Paladar

Degustação vinhos gregos – Blu

Degustação vinhos gregos – Blu

17 abril 2007 | 11:10 por Jamil Chade

Na sexta passada, fui a uma deliciosa degustação de vinhos gregos da Mistral com os pratos feitos pela excelente chef Paola Carosella, no elegante Blu.

Paola fez um delicioso polvo grelhado com presunto pata negra crocante, batatas e azeite para acompanhar os vinhos brancos; um nhoque com ragú de costela de boi e um miolo do contrafilé argentino para os tintos. Carne grelhada no nível das boas churrascarias da praça.

Eu já havia gostado bastante de alguns vinhos gregos, que provei com o amigo Amarante, publicado neste blog. Na sexta, uma confirmação dessa grande surpresa.

Ficou com água na boca?

Vinhos gregos

Poucos esperavam tanta qualidade da Grécia, conhecida mais pelos vinhos aromatizados pela resina (retsina) bebidos sem preocupação por turistas pouco exigentes. Mas há produtores ótimos, principalmente na península do Peloponeso, na Ilha de Santorini e na Macedônia, mais ao norte.

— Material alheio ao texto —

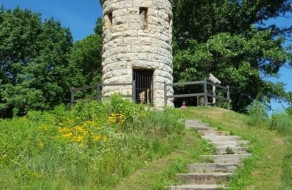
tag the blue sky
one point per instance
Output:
(80, 17)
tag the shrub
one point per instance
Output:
(281, 122)
(257, 112)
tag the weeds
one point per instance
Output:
(91, 147)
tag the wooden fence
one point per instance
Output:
(205, 94)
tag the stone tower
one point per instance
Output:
(137, 47)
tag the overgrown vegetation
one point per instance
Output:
(282, 123)
(269, 167)
(91, 147)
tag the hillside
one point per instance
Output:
(268, 168)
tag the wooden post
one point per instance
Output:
(214, 94)
(205, 93)
(72, 96)
(134, 91)
(98, 96)
(228, 96)
(165, 93)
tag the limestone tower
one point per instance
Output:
(137, 47)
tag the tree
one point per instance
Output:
(229, 39)
(34, 62)
(86, 60)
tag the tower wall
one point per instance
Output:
(137, 35)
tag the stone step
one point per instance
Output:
(213, 167)
(205, 178)
(231, 150)
(231, 143)
(221, 138)
(213, 133)
(226, 158)
(198, 187)
(196, 124)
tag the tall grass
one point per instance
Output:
(282, 123)
(92, 146)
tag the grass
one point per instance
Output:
(161, 173)
(94, 146)
(119, 145)
(266, 169)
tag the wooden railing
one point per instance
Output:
(205, 94)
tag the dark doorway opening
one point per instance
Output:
(144, 85)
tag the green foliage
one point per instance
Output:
(33, 62)
(231, 42)
(85, 61)
(257, 112)
(90, 147)
(281, 122)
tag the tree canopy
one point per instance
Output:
(230, 39)
(33, 62)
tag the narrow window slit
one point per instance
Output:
(110, 18)
(143, 11)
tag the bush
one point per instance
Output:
(257, 112)
(281, 122)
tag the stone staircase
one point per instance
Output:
(217, 169)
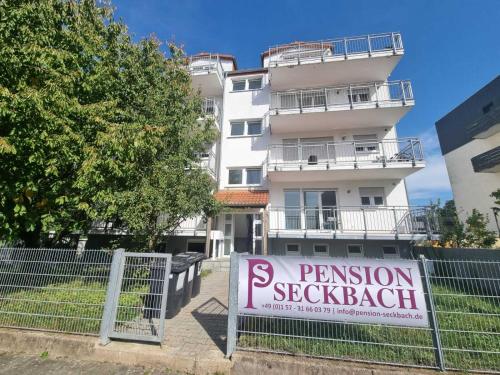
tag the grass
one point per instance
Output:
(457, 314)
(72, 306)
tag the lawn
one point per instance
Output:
(468, 334)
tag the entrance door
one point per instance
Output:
(319, 209)
(228, 234)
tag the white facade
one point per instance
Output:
(315, 127)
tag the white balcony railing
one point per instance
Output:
(357, 219)
(205, 63)
(369, 95)
(345, 153)
(210, 108)
(322, 50)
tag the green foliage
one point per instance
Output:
(94, 126)
(473, 233)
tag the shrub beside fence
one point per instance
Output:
(60, 290)
(463, 298)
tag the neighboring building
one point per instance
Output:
(470, 142)
(309, 161)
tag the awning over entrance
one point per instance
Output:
(243, 198)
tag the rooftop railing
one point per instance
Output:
(393, 220)
(321, 50)
(350, 96)
(353, 153)
(205, 63)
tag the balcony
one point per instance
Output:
(487, 162)
(376, 104)
(351, 160)
(357, 222)
(210, 109)
(206, 74)
(355, 59)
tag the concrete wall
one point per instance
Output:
(470, 189)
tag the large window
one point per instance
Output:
(245, 176)
(246, 128)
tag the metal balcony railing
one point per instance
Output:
(356, 219)
(347, 96)
(205, 63)
(322, 50)
(346, 152)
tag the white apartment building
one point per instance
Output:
(308, 159)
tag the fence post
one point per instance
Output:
(107, 315)
(436, 337)
(232, 315)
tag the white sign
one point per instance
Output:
(341, 289)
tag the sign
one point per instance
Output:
(341, 289)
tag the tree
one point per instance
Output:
(55, 69)
(473, 233)
(94, 126)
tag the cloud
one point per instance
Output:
(432, 182)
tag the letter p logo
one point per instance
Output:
(260, 275)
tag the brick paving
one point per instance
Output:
(199, 330)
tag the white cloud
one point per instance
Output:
(432, 182)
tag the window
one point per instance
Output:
(246, 128)
(292, 249)
(359, 95)
(239, 85)
(355, 250)
(237, 128)
(255, 83)
(235, 176)
(254, 176)
(390, 251)
(254, 127)
(320, 249)
(372, 196)
(366, 143)
(248, 176)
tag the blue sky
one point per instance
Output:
(452, 48)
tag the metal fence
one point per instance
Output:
(297, 52)
(53, 289)
(463, 301)
(350, 96)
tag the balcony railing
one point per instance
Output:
(345, 153)
(209, 107)
(205, 63)
(356, 219)
(343, 97)
(344, 47)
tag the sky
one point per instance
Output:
(452, 49)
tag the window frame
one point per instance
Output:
(299, 250)
(396, 255)
(316, 253)
(361, 254)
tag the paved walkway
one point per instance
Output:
(200, 329)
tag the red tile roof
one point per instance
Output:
(243, 198)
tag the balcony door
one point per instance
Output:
(320, 209)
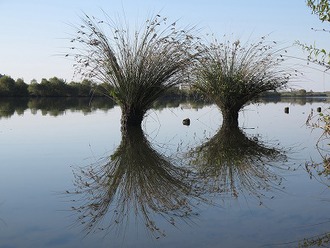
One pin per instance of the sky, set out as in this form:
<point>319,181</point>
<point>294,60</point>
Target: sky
<point>35,34</point>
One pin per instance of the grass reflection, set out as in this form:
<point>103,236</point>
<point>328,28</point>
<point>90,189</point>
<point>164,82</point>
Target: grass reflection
<point>234,163</point>
<point>135,180</point>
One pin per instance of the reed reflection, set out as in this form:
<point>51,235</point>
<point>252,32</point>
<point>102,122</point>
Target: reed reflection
<point>135,181</point>
<point>234,163</point>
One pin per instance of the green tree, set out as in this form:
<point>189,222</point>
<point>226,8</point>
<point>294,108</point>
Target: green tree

Vinhos feitos com uvas locais e também com as internacionais, notadamente as de origem francesa. Gaia Thalsssitis Assyrtiko 2005 – da ilha de Santorini. Um branco de grande charme, muito seco mesmo e com bastante acidez. Alguns poderão estranhar a acidez, mas o vinho é fresco, muito gostoso (88/100 pontos).

Antonopoulos Chardonnay 2005. Um vinho do Peloponeso que agradou muito. Um Chardonnay vivo, nada pesado, com acidez refrescante e longo. Deixa sensação gostosa na boca. Algo de casca de laranja e frutas tropicais. Não dos mais potentes, do tipo arrasa quarteirão, mas elegante e fresco (90/100 pontos).

Viognier Gerovassiliou 2005. Um branco muito particular, feito na Macedônia com a uva francesa do Vale do Rhône. Aroma doce e floral. Lembrou laranja lima. Agradável e bastante perfumado na boca. Ligeiramente amargo ao final. Muita intensidade de sabor (89/100 pontos).

Participantes

Gerovassiliou Syrah 2003. Um Syrah premiado, muito particular. O melhor dos tintos, na minha opinião. Passou 18 meses em carvalho francês, que aparece muito bem equilibrado, sem se destacar demais, no aroma e na boca. Muito diferente, com evidentes toques animais (couro, curral) no aroma e na boca.Concentrado, complexo e longo (91/100 pontos).

Antonopoulos Nea Dris 2003. Costuma ser lembrado como um dos destaques entre os tintos gregos. Feito no Peloponeso com um corte de Cabernet Sauvignon (70% com Cabernet Franc. Nea Dris, segundo Otávio Lilla, diretor da Mistral, quer dizer “carvalho novo”, que fica evidente no aroma. Belo equilíbrio de carvalho e fruta. Um vinho que deve evoluir. Ainda tânico, pedindo mais tempo na garrafa. Evoca Bordeux. Concentrado, tânico e longo (88/100 pontos).

Gerovassiliou Avaton 2002. Um tinto diferente, concentrado, redondo, sedosos e longo. Direto, bem escurão e evocando frutas pretas, talvez ameixa. Feito com um corte muito particular, dominado pela Limnió, a uva mais antiga, já citada por Aristóteles. Entram ainda outras uvas locais plantadas mescladas e a Mavrotraganó (89/100 pontos).

Gaia Estate 2003. Um belo exemplo da ótima uva local Agiorgitiko (São Jorge). Da denominação Neméia, a mais famosa do país. Um tinto com ótimo aroma, de frutas pretas (ameixas). Paladar intenso, macio e doce. Equilibrado, macio. Cor de vinho evoluído.

À noite, em minha casa, provei o vinho com um tipo de polpettone e gostei muito mesmo. Um hambúrguer empanado com molho de tomate e recheado com queijo. Um prato da Lanchonete da Cidade evidentemente inspirado no fabuloso polpettone no Jardim de Napoli (90/100 pontos).